Für Entscheidungsfindungen in der Präzisionslandwirtschaft werden kleinräumige Informationen zu Bodenbeschaffenheit und Nährstoffverfügbarkeit benötigt. Herkömmliche Laboranalysen von Bodenproben sind dafür meist zu kostspielig. Aushelfen können verschiedene Sensoranwendungen. Eine bisher in der Geo- und Umweltforschung angewandte Technik, die Gammaspektroskopie, basiert auf der Messung natürlicher Radioaktivität im Boden. Mit dem Sensorsystem von Soiloptix feiert diese Technologie in Übersee und im benachbarten Ausland einigen kommerziellen Erfolg und wurde bereits auf Tausenden Hektaren Ackerland eingesetzt. An einem Trägerfahrzeug montiert, wird der Sensor über das Feld gefahren. Zusätzlich werden mindestens drei Bodenproben pro Feld für Laboranalysen entnommen. Diese verwendet Soiloptix für die jeweils auf das Feld zugeschnittene Kalibration.
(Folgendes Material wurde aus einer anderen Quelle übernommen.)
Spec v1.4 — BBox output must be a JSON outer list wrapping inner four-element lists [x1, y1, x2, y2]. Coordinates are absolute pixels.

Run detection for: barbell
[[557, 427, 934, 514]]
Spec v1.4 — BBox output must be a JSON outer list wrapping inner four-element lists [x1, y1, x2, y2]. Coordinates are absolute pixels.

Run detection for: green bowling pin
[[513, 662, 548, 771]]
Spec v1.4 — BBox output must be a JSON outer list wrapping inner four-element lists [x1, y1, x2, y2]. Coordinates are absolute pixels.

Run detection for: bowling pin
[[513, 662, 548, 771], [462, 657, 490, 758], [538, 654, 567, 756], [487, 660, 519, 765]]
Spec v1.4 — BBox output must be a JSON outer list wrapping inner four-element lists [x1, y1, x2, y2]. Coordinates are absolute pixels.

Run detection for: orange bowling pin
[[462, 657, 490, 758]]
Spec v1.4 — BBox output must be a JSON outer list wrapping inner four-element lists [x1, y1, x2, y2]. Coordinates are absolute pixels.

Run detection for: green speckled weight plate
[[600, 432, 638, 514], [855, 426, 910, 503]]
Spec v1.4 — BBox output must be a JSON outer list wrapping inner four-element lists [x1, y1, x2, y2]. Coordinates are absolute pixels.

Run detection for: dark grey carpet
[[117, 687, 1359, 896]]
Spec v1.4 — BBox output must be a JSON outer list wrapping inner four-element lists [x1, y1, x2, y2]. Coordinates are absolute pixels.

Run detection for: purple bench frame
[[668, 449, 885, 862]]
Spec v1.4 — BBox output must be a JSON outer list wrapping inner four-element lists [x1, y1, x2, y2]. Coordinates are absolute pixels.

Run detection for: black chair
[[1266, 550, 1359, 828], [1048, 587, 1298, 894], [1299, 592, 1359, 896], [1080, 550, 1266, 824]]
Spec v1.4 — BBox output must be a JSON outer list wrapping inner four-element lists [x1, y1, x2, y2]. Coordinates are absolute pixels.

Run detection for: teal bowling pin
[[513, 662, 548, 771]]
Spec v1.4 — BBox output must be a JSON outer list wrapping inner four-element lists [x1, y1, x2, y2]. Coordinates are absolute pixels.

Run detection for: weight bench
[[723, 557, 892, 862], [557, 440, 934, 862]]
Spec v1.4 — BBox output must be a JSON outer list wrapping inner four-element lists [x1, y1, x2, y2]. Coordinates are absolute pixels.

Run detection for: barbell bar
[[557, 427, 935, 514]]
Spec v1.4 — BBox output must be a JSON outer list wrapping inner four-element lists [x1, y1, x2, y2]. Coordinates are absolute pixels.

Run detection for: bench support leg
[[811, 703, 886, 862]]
Der lange Katalog an bestimmbaren Bodenparametern deutet auf einen Alleskönner hin. Da keinerlei Validierung des Systems vorliegt, weder von der Firma noch extern, ist in Anbetracht der schieren Anzahl von Messgrössen wohl eine Portion Skepsis angebracht. Ein klarer Vorteil dieser Technik gegenüber Sensoren, welche das sichtbare und das Nahinfrarotlicht verwenden, liegt jedoch auf der Hand – statt nur die Bodenoberfläche abzutasten, lässt diese Technik tief blicken, in Mineralböden zwischen 30 und 60 cm tief.
Natürliche Radioaktivität
Die Radioaktivität im Boden ist hauptsächlich auf radioaktiv zerfallende Atomsorten, sogenannte Radioisotope, der Elemente Uran, Thorium und Kalium zurückzuführen. Diese sind bereits bei der Geburt der Erde entstanden und befinden sich in den Gesteinen der Erdkruste und in den Mineralböden, die sich daraus gebildet haben. Die sogenannte Gammastrahlung, die beim Zerfall von radioaktivem Kalium und bei Zwischenprodukten beim Zerfall von Thorium und Uran ausgestrahlt wird, ist intensiv genug, um in Böden unmittelbar nachweisbar zu sein. Ebenfalls in Böden gut nachweisbar ist Gammastrahlung, die beim Zerfall von radioaktivem Cäsium ausgestrahlt wird. Hier kann eigentlich nicht von «natürlicher» Radioaktivität gesprochen werden, denn dieses Cäsium stammt vom Reaktorunfall in Tschernobyl und von Atombombentests der 50er- und 60er-Jahre.
Stromimpulse als Mass
Soiloptix und ähnliche Systeme setzen sogenannte Szintillationszähler ein. Die Gammastrahlung aus dem Boden trifft auf einen Salzkristall im Sensor, löst dabei schwache Lichtblitze aus, welche in messbare Stromimpulse übersetzt werden. Diese Stromimpulse sind charakteristisch für den jeweiligen Zerfall. Zählt man sie, bekommt man ein direktes Mass für Uran, Thorium, Kalium und Cäsium im Boden.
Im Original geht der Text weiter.